Python package for scraping real estate property data
https://tryhomeharvest.com/
MIT License
332 stars 75 forks source link

Zillow: 403 Forbidden #15

Closed ddxv closed 1 year ago

ddxv commented 1 year ago

Python 3.10.11 Versions tested: 0.2.13

What I tried to do:

properties: pd.DataFrame = scrape_property(
    site_name=["zillow", "realtor.com", "redfin"],
    location="85281",
    listing_type="for_rent" # for_sale / sold
)

Output: requests.exceptions.HTTPError: 403 Client Error: Forbidden for url: https://www.zillow.com/homes/for_rent/85281_rb/

Testing this URL in browser works OK.

cullenwatson commented 1 year ago

Try a proxy with proxy=, also you can use tryhomeharvest.com

ddxv commented 1 year ago

I see, I don't have a proxy on hand at the moment, but just curious, do you think changing the UA that homeharvest is using would help? What UA is it currently set to?
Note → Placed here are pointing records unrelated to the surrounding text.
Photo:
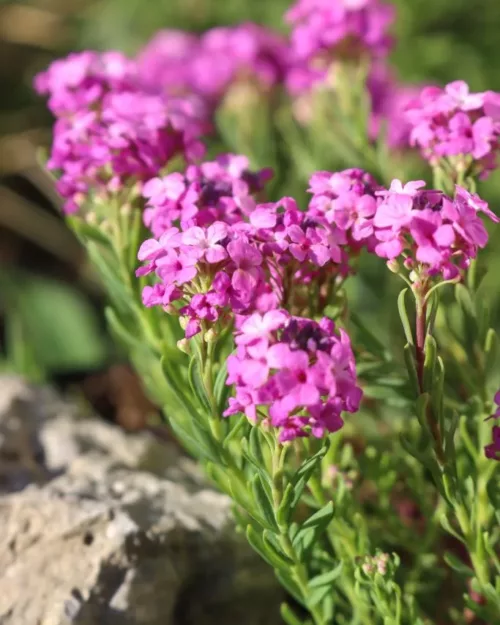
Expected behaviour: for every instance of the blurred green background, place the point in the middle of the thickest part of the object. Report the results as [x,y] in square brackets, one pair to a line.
[437,41]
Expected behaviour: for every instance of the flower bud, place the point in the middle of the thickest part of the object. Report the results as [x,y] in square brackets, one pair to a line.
[210,336]
[393,265]
[183,346]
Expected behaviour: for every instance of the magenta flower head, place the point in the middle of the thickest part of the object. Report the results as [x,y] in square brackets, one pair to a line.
[339,29]
[164,64]
[224,189]
[435,234]
[209,273]
[296,374]
[111,134]
[348,199]
[207,66]
[460,127]
[492,451]
[246,52]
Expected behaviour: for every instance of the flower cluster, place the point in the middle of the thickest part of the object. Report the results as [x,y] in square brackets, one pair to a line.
[110,132]
[428,227]
[296,373]
[223,189]
[339,28]
[227,259]
[456,125]
[210,273]
[492,450]
[348,199]
[208,65]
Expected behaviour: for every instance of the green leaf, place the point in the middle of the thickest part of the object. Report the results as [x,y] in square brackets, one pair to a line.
[430,351]
[305,470]
[267,551]
[463,297]
[131,340]
[445,524]
[288,615]
[264,503]
[421,410]
[278,555]
[320,519]
[327,579]
[404,316]
[176,387]
[290,585]
[115,287]
[369,340]
[409,355]
[457,565]
[255,442]
[205,439]
[221,389]
[193,446]
[285,510]
[317,596]
[491,350]
[239,428]
[197,386]
[304,541]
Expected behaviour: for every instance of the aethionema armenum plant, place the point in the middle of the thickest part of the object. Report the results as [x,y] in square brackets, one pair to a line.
[362,465]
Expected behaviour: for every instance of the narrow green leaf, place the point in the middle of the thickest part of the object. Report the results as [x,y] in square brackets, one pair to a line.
[445,524]
[255,443]
[317,596]
[197,386]
[457,565]
[369,340]
[87,231]
[221,389]
[278,555]
[176,386]
[409,355]
[404,316]
[264,503]
[288,615]
[304,541]
[238,429]
[321,518]
[326,579]
[306,468]
[289,584]
[430,351]
[267,550]
[128,339]
[437,393]
[463,297]
[285,510]
[491,350]
[195,446]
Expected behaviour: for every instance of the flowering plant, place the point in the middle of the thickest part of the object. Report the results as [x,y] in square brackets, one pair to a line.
[362,468]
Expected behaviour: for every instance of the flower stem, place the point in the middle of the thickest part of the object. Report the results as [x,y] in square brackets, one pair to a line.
[421,333]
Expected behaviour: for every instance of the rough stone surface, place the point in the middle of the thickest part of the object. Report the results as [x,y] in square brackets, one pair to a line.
[103,527]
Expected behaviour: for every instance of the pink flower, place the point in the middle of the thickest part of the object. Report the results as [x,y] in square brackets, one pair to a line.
[440,233]
[492,451]
[247,260]
[206,244]
[456,123]
[301,372]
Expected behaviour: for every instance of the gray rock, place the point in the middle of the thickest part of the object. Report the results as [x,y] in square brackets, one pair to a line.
[118,530]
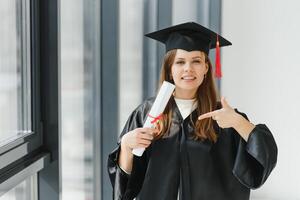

I have only used the library once a couple days ago, so would be surprised if the blocking rule is based on IP only.

cullenwatson commented 1 year ago

The headers are located here at the bottom: https://github.com/ZacharyHampton/HomeHarvest/blob/master/homeharvest/core/scrapers/zillow/__init__.py

Mozilla/5.0 (Windows NT 10.0; Win64; x64) AppleWebKit/537.36 (KHTML, like Gecko) Chrome/116.0.0.0 Safari/537.36

It may be the cookie as well. When I made it, if I didn't have the cookie, the requests wouldn't work. Any insights @ZacharyHampton

image
cullenwatson commented 1 year ago

It's def the cookie. I changed it to an updated one from my browser and it's good now on every request. The old cookie only worked on certain ips. Maybe time-based tho not sure if it's a long-term solution.

cullenwatson commented 1 year ago

I believe we can fix this by fetching the cookies on an initial request & dynamically setting it to a fresh cookie every time for the backend endpionts

ddxv commented 1 year ago

I believe we can fix this by fetching the cookies on an initial request & dynamically setting it to a fresh cookie every time for the backend endpionts

Ah, perfect, that is the only thing I would have suggested as well. Thanks for the link above as well to init.py. Will also check the PR to see where fixes were made. Cheers

cullenwatson commented 1 year ago

Should be working good, you can pip upgrade to get latest changes. Let me know

ddxv commented 1 year ago

Yes, pulled newest changes and checked that last commit. I'm far from an expert here, but looks good to me. Also checked and working again. Thanks for the help!